この件に関しては、たくさんの方が大いに語ってらっしゃいますね。
それだけ、大事件ということでしょう。
好きなものについて語るのは楽しいし、それを聞くのも楽しいです。

ピンクフロイドは、大好きな音です。

投稿: iwamoto | 2021年12月 2日 (木) 16時07分

iwamotoさん
コメントどうも有り難うごさいます
 世界を興奮の渦に巻き込んだ"自由"をうたった「'69ウッドストック・ロック・フェスティバル」にちなんで、翌々年71年、日本初の屋外ロック・フェスとして、初来日のピンク・フロイドを旗印に箱根アフロディーテで行われた模様は、なんと謎につつまれた部分が多かった。
 リアルタイムに'60年代から愛していたピンク・フロイドの来日、当然はせ参じたいところであったが、大学卒業後〇年目の私は昼となく夜となく仕事にのめり込んでいて、とても参加出来る環境に無く、悔しい思いをしたのですが、その直後に当日のセットリストも明きらかならず謎のロック・フェスでもあったのです。当日の完全録音モノは、近年になってようやく日の目をみたという現代には不思議なフェスデモありました。
 iwamotoさんも、大好きな音とのこと・・ここでは私は彼らに関して数十のアーティクル書いていますので、暇なときが御座いましたら・・目を通していただきたいです。^^ ↓
http://osnogfloyd.cocolog-nifty.com/blog/cat34773480/index.html

投稿: photofloyd(風呂井戸) | 2021年12月 2日 (木) 20時55分

はい。 凄い量ですね。

投稿: iwamoto | 2021年12月 4日 (土) 14時59分

風呂井戸さん,こんばんは。

これ,私も買いましたが,まんまと騙されたって感じです。特に映像はバカにしてんのかと言いたくなりました。結局自分の審美眼がないだけなんですけど。これほど酷いパッケージはそうないです。

投稿: 中年音楽狂 | 2021年12月 4日 (土) 22時26分

iwamotoさん
はい、15年間ときどき書いてきましたので・・・量だけは多くなっています・・・^^

投稿: photofloyd(風呂井戸) | 2021年12月 5日 (日) 10時07分

中年音楽狂さん
コメントどうも有り難うございます
・・・・ですよね。映像はひどいですよね、そして当日の演奏録音も全く記録とも言えないモノ。
 これは、ほんとにピンク・フロイドを初めて知った人相手の商法なんでしょうね。

 それにひきかえ、ブートのSigmaの「HAKINE APHRODITE 1971 2ND NIGHT」は素晴らしい。当時の様子がリアルに伝わってきます。ここまで忠実な記録はまさに貴重です。当時参加出来なかった私にとっては宝物に近い。

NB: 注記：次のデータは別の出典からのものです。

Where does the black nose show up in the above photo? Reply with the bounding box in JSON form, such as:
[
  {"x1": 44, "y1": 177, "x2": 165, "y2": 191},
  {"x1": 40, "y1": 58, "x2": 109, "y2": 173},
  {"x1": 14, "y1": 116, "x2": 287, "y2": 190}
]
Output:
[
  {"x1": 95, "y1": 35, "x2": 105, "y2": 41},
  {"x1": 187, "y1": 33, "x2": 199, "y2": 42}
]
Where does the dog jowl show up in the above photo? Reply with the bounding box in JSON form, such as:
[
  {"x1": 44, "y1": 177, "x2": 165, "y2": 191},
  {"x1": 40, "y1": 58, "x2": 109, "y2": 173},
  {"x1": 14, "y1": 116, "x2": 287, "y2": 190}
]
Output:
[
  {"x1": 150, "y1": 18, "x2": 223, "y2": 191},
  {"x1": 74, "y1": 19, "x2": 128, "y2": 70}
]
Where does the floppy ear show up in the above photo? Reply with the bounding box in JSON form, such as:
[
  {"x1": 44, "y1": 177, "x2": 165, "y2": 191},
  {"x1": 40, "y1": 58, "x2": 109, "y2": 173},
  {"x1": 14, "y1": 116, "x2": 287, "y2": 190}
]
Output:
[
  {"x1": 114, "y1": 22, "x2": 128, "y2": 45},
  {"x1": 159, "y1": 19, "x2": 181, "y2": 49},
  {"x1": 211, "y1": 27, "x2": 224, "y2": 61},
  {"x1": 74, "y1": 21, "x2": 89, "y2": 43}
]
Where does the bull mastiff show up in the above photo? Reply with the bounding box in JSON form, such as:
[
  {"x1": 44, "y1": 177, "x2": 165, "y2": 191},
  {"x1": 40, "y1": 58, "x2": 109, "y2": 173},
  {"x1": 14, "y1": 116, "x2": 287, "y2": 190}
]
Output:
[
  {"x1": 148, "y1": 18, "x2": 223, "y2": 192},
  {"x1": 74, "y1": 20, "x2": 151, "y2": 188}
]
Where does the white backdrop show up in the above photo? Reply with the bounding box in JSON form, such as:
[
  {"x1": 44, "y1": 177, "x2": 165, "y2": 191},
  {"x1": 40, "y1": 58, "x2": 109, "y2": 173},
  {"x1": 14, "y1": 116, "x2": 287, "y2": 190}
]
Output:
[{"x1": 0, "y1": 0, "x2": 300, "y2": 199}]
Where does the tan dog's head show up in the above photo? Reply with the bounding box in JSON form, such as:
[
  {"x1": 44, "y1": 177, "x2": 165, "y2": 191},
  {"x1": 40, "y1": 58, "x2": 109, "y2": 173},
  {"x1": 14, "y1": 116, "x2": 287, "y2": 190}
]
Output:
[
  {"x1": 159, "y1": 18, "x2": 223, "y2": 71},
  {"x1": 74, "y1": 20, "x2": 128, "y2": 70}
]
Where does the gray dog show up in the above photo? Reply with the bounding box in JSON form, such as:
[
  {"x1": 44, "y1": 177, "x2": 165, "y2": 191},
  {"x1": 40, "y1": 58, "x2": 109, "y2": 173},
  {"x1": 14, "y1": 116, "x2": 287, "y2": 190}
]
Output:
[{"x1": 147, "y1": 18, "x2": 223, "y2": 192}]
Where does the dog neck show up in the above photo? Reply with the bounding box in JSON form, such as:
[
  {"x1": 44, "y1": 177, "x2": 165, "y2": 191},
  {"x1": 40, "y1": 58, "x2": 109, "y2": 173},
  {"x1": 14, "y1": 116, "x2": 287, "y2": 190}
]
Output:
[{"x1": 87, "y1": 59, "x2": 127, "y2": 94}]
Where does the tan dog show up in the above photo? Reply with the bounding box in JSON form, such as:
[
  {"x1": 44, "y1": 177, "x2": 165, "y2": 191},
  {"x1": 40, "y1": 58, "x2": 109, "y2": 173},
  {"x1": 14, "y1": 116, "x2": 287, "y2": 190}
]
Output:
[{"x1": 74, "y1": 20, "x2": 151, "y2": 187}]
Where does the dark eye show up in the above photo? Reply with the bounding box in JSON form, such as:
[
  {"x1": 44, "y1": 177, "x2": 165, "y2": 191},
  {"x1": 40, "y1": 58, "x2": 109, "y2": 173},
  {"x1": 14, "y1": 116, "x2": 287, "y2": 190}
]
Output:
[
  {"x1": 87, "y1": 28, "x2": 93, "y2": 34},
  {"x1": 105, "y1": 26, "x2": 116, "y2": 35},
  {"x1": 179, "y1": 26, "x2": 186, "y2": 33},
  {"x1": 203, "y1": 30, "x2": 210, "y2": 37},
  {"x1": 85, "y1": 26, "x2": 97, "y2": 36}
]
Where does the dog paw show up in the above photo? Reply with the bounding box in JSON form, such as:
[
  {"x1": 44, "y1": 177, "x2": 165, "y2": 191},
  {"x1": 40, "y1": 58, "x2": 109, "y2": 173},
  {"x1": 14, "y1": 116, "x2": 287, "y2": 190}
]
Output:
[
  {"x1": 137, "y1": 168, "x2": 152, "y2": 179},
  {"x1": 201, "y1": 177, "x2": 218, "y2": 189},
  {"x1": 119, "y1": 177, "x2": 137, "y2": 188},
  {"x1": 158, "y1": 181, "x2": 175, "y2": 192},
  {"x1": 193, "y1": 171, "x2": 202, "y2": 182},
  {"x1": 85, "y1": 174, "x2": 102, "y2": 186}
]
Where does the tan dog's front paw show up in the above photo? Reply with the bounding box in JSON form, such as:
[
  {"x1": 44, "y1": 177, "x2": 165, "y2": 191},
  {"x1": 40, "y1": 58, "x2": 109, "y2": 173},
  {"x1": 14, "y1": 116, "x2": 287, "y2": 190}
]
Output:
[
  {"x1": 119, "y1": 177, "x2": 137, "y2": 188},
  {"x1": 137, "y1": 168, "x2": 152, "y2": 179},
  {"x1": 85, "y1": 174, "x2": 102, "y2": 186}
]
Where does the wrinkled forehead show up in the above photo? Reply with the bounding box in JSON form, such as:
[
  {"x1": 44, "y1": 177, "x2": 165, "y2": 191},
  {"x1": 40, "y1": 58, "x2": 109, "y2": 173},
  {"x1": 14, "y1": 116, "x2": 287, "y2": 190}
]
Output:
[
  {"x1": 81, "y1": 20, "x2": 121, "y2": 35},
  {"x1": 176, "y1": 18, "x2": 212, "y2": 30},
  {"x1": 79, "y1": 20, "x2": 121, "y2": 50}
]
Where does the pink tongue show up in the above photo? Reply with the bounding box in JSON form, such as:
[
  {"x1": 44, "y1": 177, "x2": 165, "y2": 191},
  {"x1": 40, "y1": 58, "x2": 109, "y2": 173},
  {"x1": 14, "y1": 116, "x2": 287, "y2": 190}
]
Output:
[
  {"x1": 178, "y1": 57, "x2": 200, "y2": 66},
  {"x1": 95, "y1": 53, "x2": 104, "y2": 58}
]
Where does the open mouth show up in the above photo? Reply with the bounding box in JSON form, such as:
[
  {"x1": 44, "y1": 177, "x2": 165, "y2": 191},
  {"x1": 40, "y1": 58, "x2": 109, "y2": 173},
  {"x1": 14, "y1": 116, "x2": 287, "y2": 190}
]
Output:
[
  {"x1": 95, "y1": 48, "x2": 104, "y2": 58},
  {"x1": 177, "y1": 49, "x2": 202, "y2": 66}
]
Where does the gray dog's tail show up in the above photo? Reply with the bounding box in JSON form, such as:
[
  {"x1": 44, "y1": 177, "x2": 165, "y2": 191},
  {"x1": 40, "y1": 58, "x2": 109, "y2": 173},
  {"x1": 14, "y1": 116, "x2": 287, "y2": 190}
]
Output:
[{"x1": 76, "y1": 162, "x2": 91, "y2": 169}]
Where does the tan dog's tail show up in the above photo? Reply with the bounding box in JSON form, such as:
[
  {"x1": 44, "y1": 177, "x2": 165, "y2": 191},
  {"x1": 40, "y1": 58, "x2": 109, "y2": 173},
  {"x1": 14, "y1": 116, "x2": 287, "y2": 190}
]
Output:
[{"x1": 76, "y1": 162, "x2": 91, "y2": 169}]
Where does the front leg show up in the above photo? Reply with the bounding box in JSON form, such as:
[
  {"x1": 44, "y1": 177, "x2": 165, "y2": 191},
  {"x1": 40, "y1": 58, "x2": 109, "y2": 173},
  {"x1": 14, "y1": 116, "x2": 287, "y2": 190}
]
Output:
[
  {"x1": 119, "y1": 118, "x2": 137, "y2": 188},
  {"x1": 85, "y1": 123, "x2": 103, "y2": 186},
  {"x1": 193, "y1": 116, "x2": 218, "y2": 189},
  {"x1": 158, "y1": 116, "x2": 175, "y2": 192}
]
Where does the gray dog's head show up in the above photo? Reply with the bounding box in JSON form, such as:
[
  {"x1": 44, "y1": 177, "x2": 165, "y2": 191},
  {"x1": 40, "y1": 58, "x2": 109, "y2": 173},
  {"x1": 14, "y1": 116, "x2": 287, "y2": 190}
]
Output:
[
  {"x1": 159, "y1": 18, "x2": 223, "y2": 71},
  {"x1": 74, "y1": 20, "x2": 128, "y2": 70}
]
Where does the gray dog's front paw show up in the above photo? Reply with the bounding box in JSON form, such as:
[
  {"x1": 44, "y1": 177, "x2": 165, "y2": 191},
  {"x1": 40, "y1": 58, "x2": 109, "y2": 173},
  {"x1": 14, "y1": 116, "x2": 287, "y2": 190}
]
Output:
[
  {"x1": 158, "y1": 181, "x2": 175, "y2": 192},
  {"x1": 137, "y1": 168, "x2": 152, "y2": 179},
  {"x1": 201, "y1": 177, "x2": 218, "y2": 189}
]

投稿: photofloyd(風呂井戸) | 2021年12月 5日 (日) 10時19分

初めまして。
 夏が近づくと思い出す「箱根アフロディーテ」の思い出。こちらのHPを発見して嬉しくなり、これを書いています。
 あの時、ピンクフロイドの通訳をしていました。その後、ディープパープルやBBA、チープトリック、プリンス、クィーンなどの通訳を務め、会場がアリーナ・サイズになって体力的にギブアップ。以後、映画の世界に移りました。
 夫は元ヒビノ、今も小さな音響会社を経営。来年で50年を迎えます。
 ここに掲載されている写真以外、何かの間違いで私も写っている写真があるのではと探しています。
 返信、頂ければ幸いです。亀淵さんとは今も交流があります。
    のり子

投稿: Noriko | 2024年7月11日 (木) 09時05分

のり子様

>初めまして
こちらこそ、初めまして 良くいらっしゃってくれました。有難うございます。
 >ピンクフロイドの通訳をしていました。その後、ディープパープルやBBA、チープトリック、プリンス、クィーンなどの通訳を務め、会場がアリーナ・サイズになって体力的にギブアップ。以後、映画の世界に移りました。
そうでしたか、びっくりしました。そこまでの経験のおありの方からコメント頂いてほんとに驚くと同時に恐縮しています。そして喜んでいます。
 私は、ロックの世界もC.C.R.以来長く愛してきましたが、非常に偏っていまして幅は広くありません。
 そしてほとんどは一般的に言われたプログレの世界にうろうろとしていました。まったく聴くだけの愛好家です。そして70年代終わりから80年代にイタリア・ロックにはまって・・・というところでしょうか。(近年はポーランドのRiversideにも興味がありましたが)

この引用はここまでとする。